Owning Pink Bloggers

Raise your children to prioritize kindness above all else. Imagine how this might change our world.

Meeting My Inner Guide

Lissa Rankin's picture

When I met Malaya Quinn at Clear Center of Health in Mill Valley, where I am about to start my new job, I never expected we might share so many big dreams. It turns out we are both passionate about women’s health, we’re both encaustic painters, we’re both mothers of daughters, and we love working with small groups of women. Malaya was interested in Clear Center as a venue for teaching her workshops in Creativity & Vitality. Me, I had already been marinating on the idea of developing workshops that combine art, writing, and women’s health, my three big passions. So when I heard her say “workshops” in combination with “creativity,” my ears perked up. I’ve been gestating these ideas for a few months now, since I took the writing workshop at Esalen Institute. I got so much out of it, not just tips on how to be a better writer, but how to be a better listener, even how to be a better person. It inspired me to dig deeper to consider how I might take some of the wisdom of that workshop into my office practice, how I might help facilitate similar growth in women. Imagine if women could grow together, through community, through creativity, and through optimizing their health and well-being, learning, not so much from me as from each other. Malaya clearly shares a similar interest.

When I first met her, I asked Malaya to describe the work she does and she explained that she is trained as an art therapist but she, like me, has worn many hats. The work she is most passionate about includes what she calls interactive imagery, a type of guided meditation similar to shamanic journeys, only with Malaya’s work, you not only envision your gifts, you interact with them.
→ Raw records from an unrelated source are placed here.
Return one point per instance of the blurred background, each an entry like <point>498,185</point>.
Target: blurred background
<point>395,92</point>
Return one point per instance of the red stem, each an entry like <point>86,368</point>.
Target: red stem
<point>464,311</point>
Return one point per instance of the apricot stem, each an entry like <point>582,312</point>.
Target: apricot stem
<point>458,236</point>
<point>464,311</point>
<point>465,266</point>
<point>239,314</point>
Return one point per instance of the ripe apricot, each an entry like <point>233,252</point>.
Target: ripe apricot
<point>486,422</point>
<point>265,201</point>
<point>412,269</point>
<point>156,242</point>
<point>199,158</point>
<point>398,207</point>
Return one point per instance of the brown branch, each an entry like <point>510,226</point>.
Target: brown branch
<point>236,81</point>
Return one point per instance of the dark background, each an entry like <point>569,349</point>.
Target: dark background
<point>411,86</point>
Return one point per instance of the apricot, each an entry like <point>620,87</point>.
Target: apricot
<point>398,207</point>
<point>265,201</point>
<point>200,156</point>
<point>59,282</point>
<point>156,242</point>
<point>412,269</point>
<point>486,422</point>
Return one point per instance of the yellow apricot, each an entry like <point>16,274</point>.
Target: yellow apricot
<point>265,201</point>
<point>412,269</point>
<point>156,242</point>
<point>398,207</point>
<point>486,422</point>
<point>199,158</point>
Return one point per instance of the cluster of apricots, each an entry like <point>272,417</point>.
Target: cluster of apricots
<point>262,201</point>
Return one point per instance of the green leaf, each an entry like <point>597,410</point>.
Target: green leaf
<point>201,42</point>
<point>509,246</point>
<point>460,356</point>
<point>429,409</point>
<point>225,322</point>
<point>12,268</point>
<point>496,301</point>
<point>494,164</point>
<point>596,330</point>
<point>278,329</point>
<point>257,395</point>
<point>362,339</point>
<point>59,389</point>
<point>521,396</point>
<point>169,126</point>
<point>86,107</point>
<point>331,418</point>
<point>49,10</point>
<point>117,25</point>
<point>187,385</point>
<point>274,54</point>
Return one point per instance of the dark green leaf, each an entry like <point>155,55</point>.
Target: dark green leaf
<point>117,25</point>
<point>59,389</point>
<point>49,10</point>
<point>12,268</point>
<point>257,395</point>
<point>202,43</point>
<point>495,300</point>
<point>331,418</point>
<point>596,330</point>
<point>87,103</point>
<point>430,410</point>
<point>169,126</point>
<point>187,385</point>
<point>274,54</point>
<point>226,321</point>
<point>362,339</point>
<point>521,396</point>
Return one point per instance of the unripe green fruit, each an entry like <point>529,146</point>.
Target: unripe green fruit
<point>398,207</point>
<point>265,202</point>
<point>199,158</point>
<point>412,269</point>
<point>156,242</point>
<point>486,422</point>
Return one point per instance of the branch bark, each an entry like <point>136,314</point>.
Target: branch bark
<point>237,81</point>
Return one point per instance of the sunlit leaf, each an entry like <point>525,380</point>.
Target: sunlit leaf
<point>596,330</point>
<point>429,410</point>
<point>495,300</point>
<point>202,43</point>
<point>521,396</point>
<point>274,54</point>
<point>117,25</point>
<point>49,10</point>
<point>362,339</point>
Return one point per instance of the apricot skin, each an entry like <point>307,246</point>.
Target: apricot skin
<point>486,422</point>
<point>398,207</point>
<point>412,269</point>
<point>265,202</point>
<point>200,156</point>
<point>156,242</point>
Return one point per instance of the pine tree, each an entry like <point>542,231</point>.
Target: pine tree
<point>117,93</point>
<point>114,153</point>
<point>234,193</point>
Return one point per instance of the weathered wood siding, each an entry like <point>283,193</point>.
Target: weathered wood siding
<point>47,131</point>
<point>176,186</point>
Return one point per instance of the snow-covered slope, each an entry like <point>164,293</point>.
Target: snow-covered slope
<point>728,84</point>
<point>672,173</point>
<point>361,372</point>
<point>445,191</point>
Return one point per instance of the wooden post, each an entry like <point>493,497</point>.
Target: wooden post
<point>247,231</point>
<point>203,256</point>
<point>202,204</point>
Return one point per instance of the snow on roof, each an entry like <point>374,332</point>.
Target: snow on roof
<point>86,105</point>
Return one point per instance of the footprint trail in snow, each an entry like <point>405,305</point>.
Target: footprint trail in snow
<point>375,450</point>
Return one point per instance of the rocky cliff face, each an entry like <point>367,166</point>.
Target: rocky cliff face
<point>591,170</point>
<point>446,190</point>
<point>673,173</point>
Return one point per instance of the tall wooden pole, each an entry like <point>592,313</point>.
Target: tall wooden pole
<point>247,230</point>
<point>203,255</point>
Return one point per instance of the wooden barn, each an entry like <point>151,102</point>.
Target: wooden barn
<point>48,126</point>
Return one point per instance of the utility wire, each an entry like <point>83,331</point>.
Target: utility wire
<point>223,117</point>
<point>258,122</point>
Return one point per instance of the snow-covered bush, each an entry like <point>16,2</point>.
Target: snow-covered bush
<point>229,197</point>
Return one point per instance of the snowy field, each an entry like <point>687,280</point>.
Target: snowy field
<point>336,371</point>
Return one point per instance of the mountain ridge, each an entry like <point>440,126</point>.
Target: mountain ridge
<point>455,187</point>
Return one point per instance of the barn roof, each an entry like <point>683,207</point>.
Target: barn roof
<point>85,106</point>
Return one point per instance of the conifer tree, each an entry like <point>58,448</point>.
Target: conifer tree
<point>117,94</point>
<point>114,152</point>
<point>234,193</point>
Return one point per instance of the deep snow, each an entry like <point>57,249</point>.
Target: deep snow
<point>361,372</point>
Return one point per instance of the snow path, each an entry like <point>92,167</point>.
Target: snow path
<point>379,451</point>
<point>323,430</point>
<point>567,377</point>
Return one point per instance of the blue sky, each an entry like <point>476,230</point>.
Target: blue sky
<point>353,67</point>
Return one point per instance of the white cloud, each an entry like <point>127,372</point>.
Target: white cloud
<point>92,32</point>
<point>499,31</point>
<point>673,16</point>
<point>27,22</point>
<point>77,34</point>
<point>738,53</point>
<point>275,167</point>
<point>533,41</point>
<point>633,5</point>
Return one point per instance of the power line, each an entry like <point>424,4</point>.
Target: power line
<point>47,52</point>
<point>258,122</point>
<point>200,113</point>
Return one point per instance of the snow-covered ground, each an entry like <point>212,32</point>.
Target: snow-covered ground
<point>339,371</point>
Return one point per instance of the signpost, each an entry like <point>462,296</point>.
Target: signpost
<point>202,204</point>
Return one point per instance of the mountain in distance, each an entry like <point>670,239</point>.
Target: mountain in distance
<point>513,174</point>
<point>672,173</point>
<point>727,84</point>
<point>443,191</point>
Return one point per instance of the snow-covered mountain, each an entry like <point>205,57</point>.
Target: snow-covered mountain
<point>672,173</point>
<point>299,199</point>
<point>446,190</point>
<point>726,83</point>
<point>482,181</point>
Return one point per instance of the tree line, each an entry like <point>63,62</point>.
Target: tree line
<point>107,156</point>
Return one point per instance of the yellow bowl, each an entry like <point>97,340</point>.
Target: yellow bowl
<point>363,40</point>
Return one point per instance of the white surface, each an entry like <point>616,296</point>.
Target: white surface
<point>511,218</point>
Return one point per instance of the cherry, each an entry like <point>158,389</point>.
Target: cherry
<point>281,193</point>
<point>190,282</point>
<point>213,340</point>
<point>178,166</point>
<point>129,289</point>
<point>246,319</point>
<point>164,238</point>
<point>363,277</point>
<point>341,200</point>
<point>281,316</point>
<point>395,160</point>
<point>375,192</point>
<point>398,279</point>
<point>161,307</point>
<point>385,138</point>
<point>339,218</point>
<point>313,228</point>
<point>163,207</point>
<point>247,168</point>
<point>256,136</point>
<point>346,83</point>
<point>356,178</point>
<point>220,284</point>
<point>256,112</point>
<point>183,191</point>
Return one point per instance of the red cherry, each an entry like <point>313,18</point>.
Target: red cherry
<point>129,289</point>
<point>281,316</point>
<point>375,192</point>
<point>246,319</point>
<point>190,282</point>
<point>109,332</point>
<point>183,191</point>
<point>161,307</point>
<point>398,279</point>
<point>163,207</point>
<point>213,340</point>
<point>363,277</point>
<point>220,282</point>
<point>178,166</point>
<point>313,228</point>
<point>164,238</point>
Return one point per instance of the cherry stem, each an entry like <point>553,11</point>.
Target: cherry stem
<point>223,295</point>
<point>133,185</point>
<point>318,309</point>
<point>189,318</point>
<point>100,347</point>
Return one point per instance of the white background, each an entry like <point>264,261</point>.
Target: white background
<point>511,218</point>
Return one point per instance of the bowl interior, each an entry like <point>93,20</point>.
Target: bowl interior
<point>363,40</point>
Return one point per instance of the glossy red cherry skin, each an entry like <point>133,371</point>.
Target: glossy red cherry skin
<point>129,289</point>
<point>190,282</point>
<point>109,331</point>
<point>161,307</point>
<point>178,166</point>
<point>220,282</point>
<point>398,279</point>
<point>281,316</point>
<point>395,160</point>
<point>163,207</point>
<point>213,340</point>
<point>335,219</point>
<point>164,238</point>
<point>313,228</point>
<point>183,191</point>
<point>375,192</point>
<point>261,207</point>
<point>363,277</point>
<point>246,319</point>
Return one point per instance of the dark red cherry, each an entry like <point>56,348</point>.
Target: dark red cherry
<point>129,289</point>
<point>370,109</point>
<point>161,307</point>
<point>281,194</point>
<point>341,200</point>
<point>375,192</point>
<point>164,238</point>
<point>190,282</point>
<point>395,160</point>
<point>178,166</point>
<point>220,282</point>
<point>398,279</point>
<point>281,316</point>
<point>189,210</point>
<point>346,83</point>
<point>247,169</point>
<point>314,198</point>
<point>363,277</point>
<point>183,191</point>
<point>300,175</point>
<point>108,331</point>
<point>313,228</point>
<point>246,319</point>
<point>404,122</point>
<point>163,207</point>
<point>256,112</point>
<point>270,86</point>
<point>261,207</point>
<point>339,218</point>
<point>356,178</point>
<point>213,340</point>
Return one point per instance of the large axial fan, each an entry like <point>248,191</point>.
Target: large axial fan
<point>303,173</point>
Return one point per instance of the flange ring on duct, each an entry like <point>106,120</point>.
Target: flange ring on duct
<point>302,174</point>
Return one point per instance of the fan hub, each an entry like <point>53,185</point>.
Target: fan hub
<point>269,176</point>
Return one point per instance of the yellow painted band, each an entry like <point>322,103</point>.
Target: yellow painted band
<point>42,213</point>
I was intrigued. She went on to describe her own experience, as a woman who had suffered three miscarriages and sought out this type of healing therapy to help her become a mother. Her mentor invited her to visualize her future child, and her future child began to dialogue with her, to give her guidance and comfort. She believes the process opened her womb, allowing her daughter Gracie to ultimately grow and thrive. Now seventeen years later, she is serving women with this same sort of healing therapy, not just for treatment of fertility, but for artistic blocks, entrepreneurial inspiration, creative exploration, and people in transition- be it illness, loss of a loved one, divorce, or career change- who need assistance reconnecting to their creativity in order to move forward in life with more vitality.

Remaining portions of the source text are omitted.